The following is a guest post from Cecelia Johnson at RecognitionWorks on making the tough decision to go to treatment for addiction and the benefits that can come about from taking the leap:
Going to treatment is a wonderful, life-changing decision that shouldn’t be taken lightly. But for many, it’s also one of the most difficult choices to make.
I recently spoke with rehab grads who told me about taking the leap into sobriety, and they shared a few important pieces of wisdom for anyone thinking of doing the same. They said ultimately it comes down to commitment, faith, and confidence — not only to the program, but also to oneself.
You have to go to treatment for one person: YOU.
For some, it takes the imploring of a loved one to get that final push into rehabilitation. But according to Ryan, there’s really only one person you should get sober for:
“You have to be ready for yourself. You can have other motivations — motivators are great! But if you’re going because of an ultimatum, it makes it really difficult,” he said. “It’s kind of like what we say in AA: ‘The only step you have to be perfect with is the first one.’ And that’s admitting that we’re powerless. I think going to treatment on your own accord is the ultimate step one.”
Ryan explained that it isn’t just about getting clean, it’s about coming clean.
“You have to be able to deal with your issues and be honest, and really look at your motives behind why you really want to get clean.”
Your insecurities are trying to trick you, so don’t let them
The question of going to treatment has a real way of raising all the self-doubt you’ve ever felt to the surface. Jeff told me that nagging little voice is loud, persistent, and worst of all, it’s convincing.
“It’s crazy how your mind can really mess with you,” he said. “You start feeding that addiction and it can contort everything that doesn’t involve getting high into something negative. ‘You’re not going to be welcome anymore. You’re a piece of trash. Just keep doing what you’re doing — keep feeding me, feeding me, feeding me!’”

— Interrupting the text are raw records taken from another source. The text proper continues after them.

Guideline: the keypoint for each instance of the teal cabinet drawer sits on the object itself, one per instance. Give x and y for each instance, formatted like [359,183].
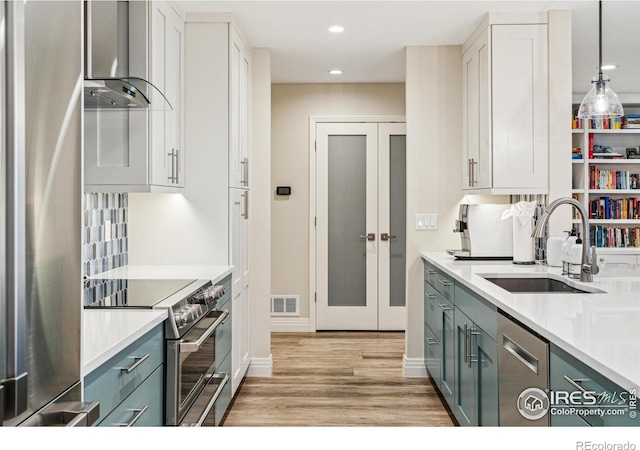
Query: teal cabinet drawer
[224,400]
[567,373]
[143,408]
[479,310]
[223,336]
[432,310]
[110,384]
[442,282]
[433,356]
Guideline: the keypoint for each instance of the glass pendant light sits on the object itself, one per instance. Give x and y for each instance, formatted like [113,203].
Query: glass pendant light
[600,102]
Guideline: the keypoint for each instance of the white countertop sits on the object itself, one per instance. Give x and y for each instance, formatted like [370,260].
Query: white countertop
[600,329]
[138,271]
[105,332]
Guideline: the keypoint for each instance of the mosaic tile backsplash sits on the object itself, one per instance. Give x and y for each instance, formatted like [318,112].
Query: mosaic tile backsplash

Maybe you’re worried that your friends would head for the hills if they found out about your addiction; or you’re convinced that your family doesn’t believe you’ll be able to kick your habit for good. But Jeff said that
once you really make the commitment to getting help, there’s nothing to fear.
“When you finally take that leap of faith, that addiction will be proven wrong,” he said. “I was sure I wasn’t going to get any support, but the complete opposite happened — I got a lot of support and a lot of love.”

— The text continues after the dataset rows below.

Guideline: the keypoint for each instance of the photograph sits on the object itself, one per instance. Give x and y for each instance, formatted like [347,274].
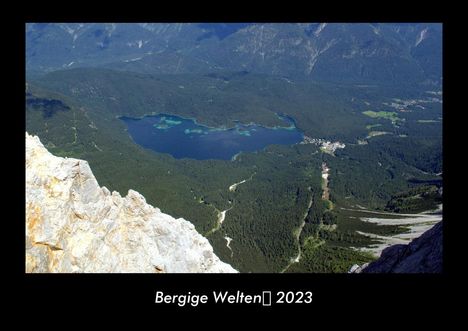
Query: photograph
[312,148]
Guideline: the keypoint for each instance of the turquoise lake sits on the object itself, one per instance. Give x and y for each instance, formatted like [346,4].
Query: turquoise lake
[185,138]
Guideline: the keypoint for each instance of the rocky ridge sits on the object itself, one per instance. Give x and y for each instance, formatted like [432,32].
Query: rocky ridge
[74,225]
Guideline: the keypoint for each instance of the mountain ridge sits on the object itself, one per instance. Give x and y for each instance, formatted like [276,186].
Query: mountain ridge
[73,225]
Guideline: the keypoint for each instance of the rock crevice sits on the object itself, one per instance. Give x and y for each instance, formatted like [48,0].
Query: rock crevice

Going home sober isn’t as scary as you think
Treatment is one thing. You’ve got peers cheering you on to sobriety, counselors to show you the way, and absolutely no access to a single substance you could abuse. But what about when you leave — does the strength to stay sober really go home with you?

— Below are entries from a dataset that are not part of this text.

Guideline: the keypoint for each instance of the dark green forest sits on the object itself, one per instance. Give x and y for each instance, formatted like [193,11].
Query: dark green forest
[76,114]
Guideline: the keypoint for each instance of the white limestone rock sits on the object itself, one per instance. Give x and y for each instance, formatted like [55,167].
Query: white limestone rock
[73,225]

“When I went home, I didn’t feel used,” John recalled of his experience following treatment at the Treehouse in Texas. “I wanted to make the people who invested in me with their hearts, not just their program, proud.”
The truth is, you won’t leave treatment perfect. But that’s alright. In fact, that’s the point. John said rehab isn’t just about learning healthier ways to cope with the bad days — it’s also about realizing that you’re allowed to have bad days.
“I felt more willing to keep going when I was outside knowing that it’s OK to not be OK outside of treatment,” he said.
About the Author: Cecelia Johnson believes strongly in the power of good deeds and recognizing great work. She works with RecognitionWorks to recognize those who’ve been awarded for exemplary work. She hopes her work can help to build stronger, more altruistic communities and citizens.